2006 - The Oklahoma Trails exhibit was added in honor of Oklahoma's 100th birthday, and the North American Living Museum exhibited bison in honor of the Centennial.

2007 - A new Elephant Demonstration Yard was opened and dedicated to Larry Nunley for his 32 years of service to the zoo.

2008 - "Feather Fest" was added as a temporary free flight bird exhibit.

2009 - The HA Chapman Event Lodge opened.

2012 - Sea Lion Cove a new naturalistic sea lion exhibit was complete.

2013 - After years of renovations the former Robert J. Lafortune North American Living Museum reopened as the Robert J. Lafortune WildLIFE Trek. It no longer focused on only animals from North America but now animals from across the world with adaptations to living in the cold, desert, forest, and water.

2014 - The former Elephant Encounter Museum received a renovation and renaming to the Lost Kingdom: Valley of the Elephant Interpretive Center. Also, Zoorassic Park, a temporary dinosaur exhibit, displayed 15 animatronic dinosaurs. As the very first exhibit of the new 20-year master plan, the Mary K. Chapman Rhino Reserve opened.

2015 - A temporary dinosaur exhibit returned for its second year as Zoorassic Park 2. The zoo's largest fundraiser Waltz on the Wild Side celebrated 25 years of fundraising.
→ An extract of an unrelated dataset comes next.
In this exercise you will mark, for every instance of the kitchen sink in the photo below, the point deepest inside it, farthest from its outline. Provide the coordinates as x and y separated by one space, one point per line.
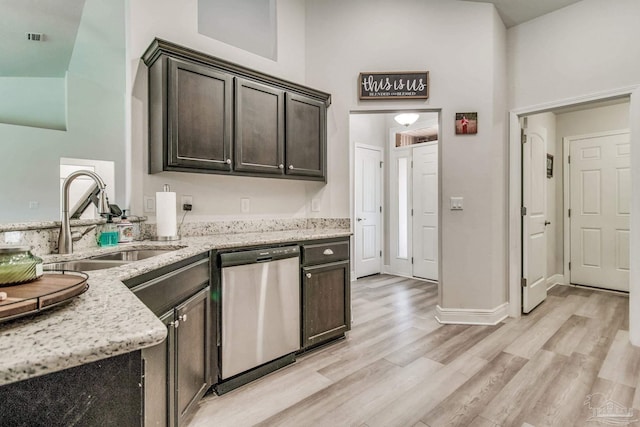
132 255
114 259
85 265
The zoo was also featured nationwide as the top Instagram location in Oklahoma.

2017- Lost Kingdom Opened.

2018- Gunda, the zoo's first ever elephant, died at the age of 68 years from age-related health problems. She was among the oldest captive elephants in the country when she died.

2022- Construction of Oxley Family Elephant Experience and Elephant Preserve started.

2024- New Asian Elephant habitat opened.

2026- Tulsa zoo acquires four Arapawa Island goats, a critically endangered species; and two new African penguins hatched at the zoo.